Smith, John (1579?–1631), an English soldier of fortune, explorer, and author who played a prominent role in the founding of Virginia. Boastful and quarrelsome, yet able and courageous, Captain John Smith was one of the most colorful figures in early American history. Controversy has long surrounded his reputation because much of what was known about his exploits came from his own writings. Present-day historical scholarship, however, holds him to have been a skilled administrator, a daring fighter, and a valuable chronicler.
Smith's bold direction of the settlement at Jamestown did much to assure the survival of the first English colony in what is now the United States. His explorations along the New England coast heightened interest in the settlement of that area.
Smith was born in Lincolnshire, England, the son of a poor farmer. He was apprenticed to a wealthy merchant, but soon left for the Continent in search of adventure. There he fought against the Turks. On one occasion, according to his own account, Smith killed three Turkish warriors in successive duels. He was later wounded, taken captive, and sold as a slave. He managed to escape and by 1605 had returned to England.
Smith's writings indicate that he was involved in promoting the Virginia Company of London. When some 140 colonists left London in December, 1606, to establish a settlement in Virginia, Smith was included, listed as one of the ruling council. En route he was imprisoned because his name was mentioned in connection with an intended mutiny. Smith was released after arrival at Jamestown and began the first of his many explorations. On one expedition, he was captured by Indians under Chief Powhatan and, according to Smith, was saved from death by the chief's daughter Pocahontas, who threw herself on him as the death blow was about to fall.

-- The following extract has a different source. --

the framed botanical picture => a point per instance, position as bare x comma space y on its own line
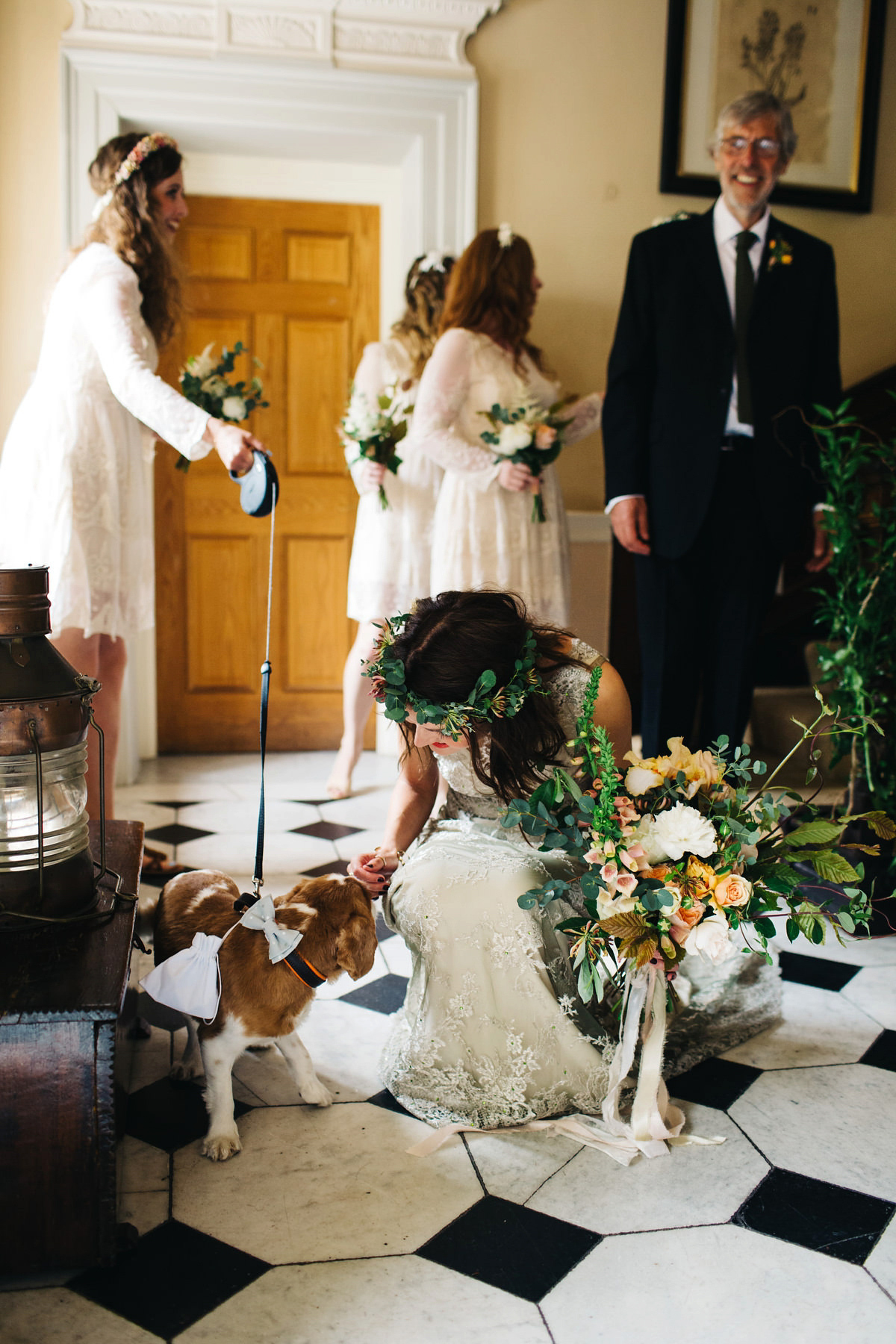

From the beginning, the colony was plagued by disease, starvation, and feuding leaders. It was Smith who succeeded in obtaining food from the Indians. In 1608 he became chief councilor, and under his firm direction the colonists were made to plant crops and to expand the fort. In 1609 Smith was severely burned in a gunpowder explosion. His enemies on the council used this opportunity to depose him and have him returned to England.
From 1614 to 1617, Smith made surveys along the coast of New England for some London merchants. His A Description of New England (1616) fixed the name on the region and included a remarkably accurate map, which was used by the Pilgrims. Smith later devoted his time to writing about his exploits.
Smith's account of Virginia's settlement, True Relation of Occurrences and Accidents in Virginia (1608), was the first literature produced in America. He also wrote a general history of Virginia, which was published in 1624. The Complete Works of Captain John Smith (1580–1631) was published in 1986.